Data Is Plural

... is a weekly newsletter of useful/curious datasets.

2016.09.28 edition

🇺🇸  Election edition.🇺🇸

State-level results. Perhaps better known for its campaign-finance data, the Federal Election Commission also publishes official state-level results for presidential, House, and Senate elections going back to 1982. The results include all official candidates, and sometimes even write-ins (depending on the state). In the 2008 presidential election, eight Rhode Island voters wrote-in “Stephen Colbert,” five scribbled “Joe the Plumber,” and seven chose “Jesus.”

County-level and precinct-level results. OpenElections, a Knight Foundation–funded project, aims “to create the first free, comprehensive, standardized, linked set of election data for the United States.” They’ve made progress, but are looking for additional volunteers. In the meantime, you can download county-level presidential results from the National Atlas of the United States for 2004, 2008, and 2012 — or all combined. And you can download precinct-level results from 2002 to 2012 from the Harvard Election Data Archive (codebook here).

Ways and means. The U.S. Election Assistance Commission’s Election Administration and Voting Survey “includes data on the ability of civilian, military and overseas citizens to register to vote and successfully cast a ballot,” as well as an overview of each state’s voting laws and procedures. [h/t Derek Willis]

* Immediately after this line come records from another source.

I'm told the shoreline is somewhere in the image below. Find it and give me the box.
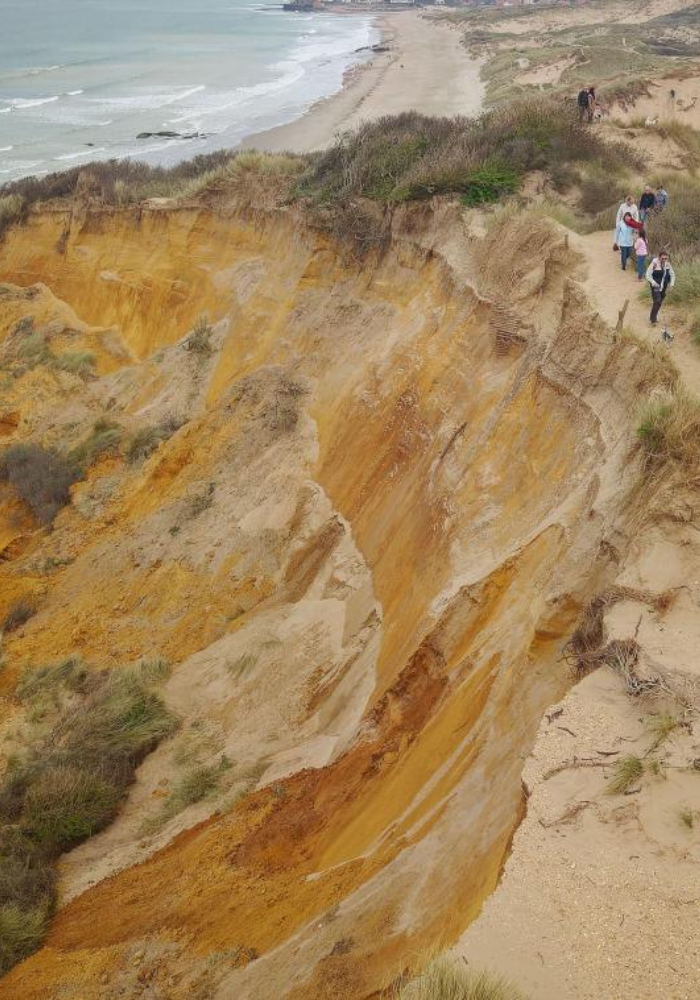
[239,11,484,155]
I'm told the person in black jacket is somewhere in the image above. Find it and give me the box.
[646,251,676,325]
[638,185,656,222]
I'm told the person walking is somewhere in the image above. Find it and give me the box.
[615,195,641,271]
[639,186,655,222]
[634,228,648,281]
[655,184,669,211]
[577,87,590,122]
[646,251,675,325]
[587,86,597,123]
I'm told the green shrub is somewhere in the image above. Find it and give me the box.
[0,443,81,524]
[21,766,121,852]
[299,99,637,208]
[52,352,96,378]
[0,665,177,973]
[0,904,47,973]
[461,162,519,206]
[672,257,700,304]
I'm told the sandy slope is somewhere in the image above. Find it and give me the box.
[456,218,700,1000]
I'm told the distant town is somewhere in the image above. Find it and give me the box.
[284,0,584,10]
[284,0,584,11]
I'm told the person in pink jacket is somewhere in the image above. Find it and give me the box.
[634,228,648,281]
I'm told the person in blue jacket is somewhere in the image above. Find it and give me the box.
[614,195,641,271]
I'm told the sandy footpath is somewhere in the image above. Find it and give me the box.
[241,11,483,154]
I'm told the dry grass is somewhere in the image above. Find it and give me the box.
[67,418,123,470]
[184,315,214,358]
[0,194,25,241]
[140,755,231,835]
[637,391,700,472]
[127,418,181,464]
[646,712,679,752]
[0,443,81,525]
[1,599,37,635]
[679,806,695,829]
[395,956,527,1000]
[608,755,644,795]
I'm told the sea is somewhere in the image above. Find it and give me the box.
[0,0,378,183]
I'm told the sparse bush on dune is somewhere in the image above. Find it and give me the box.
[0,194,25,242]
[0,443,81,525]
[127,418,181,464]
[0,662,177,974]
[299,99,638,210]
[0,148,306,213]
[1,599,37,635]
[637,391,700,471]
[395,956,527,1000]
[67,417,123,470]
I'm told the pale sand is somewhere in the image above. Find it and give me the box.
[241,11,484,154]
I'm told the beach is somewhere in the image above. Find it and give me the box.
[241,11,484,154]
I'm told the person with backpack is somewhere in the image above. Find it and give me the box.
[638,186,655,222]
[578,87,591,122]
[646,251,675,325]
[634,228,648,281]
[655,184,669,211]
[614,195,641,271]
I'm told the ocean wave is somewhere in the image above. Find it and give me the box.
[165,66,306,127]
[67,90,84,97]
[95,84,207,112]
[55,147,107,161]
[4,96,61,109]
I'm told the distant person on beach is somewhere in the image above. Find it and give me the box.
[634,227,648,282]
[638,186,655,222]
[655,184,669,211]
[614,195,641,271]
[646,251,675,325]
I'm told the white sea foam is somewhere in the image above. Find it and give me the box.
[55,147,107,161]
[6,96,61,109]
[0,4,378,181]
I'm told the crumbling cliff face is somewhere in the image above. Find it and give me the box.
[0,199,665,998]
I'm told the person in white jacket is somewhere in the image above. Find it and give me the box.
[614,195,640,272]
[646,251,676,325]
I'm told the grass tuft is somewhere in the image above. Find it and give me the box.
[395,956,527,1000]
[647,712,678,752]
[608,755,644,795]
[126,418,181,464]
[183,315,214,358]
[2,599,37,635]
[52,351,96,379]
[67,418,123,471]
[679,806,695,829]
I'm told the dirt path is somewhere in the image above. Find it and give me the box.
[571,228,700,392]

Global elections. The Constituency-Level Elections Archive, based at the University of Michigan, collects and standardizes results from lower-house legislative elections around the world. (In the U.S., the lower house is the House of Representatives; in the U.K., it’s the House of Commons; in Albania, it’s the Kuvendi i Shqipërisë.) The latest release covers 1,591 elections from 136 countries. [h/t Jeremy Darrington]

Bush v. Gore v. hanging chads. After 2000’s contentious election, the National Opinion Research Center — funded by a consortium of news organizationsrigorously reviewed 175,010 Florida ballots that weren’t recognized as “valid” votes for president. In November 2001 the researchers concluded that, even with a full recount of disputed ballots, George W. Bush still would have won the state by 493 votes. The underlying data is available in several formats.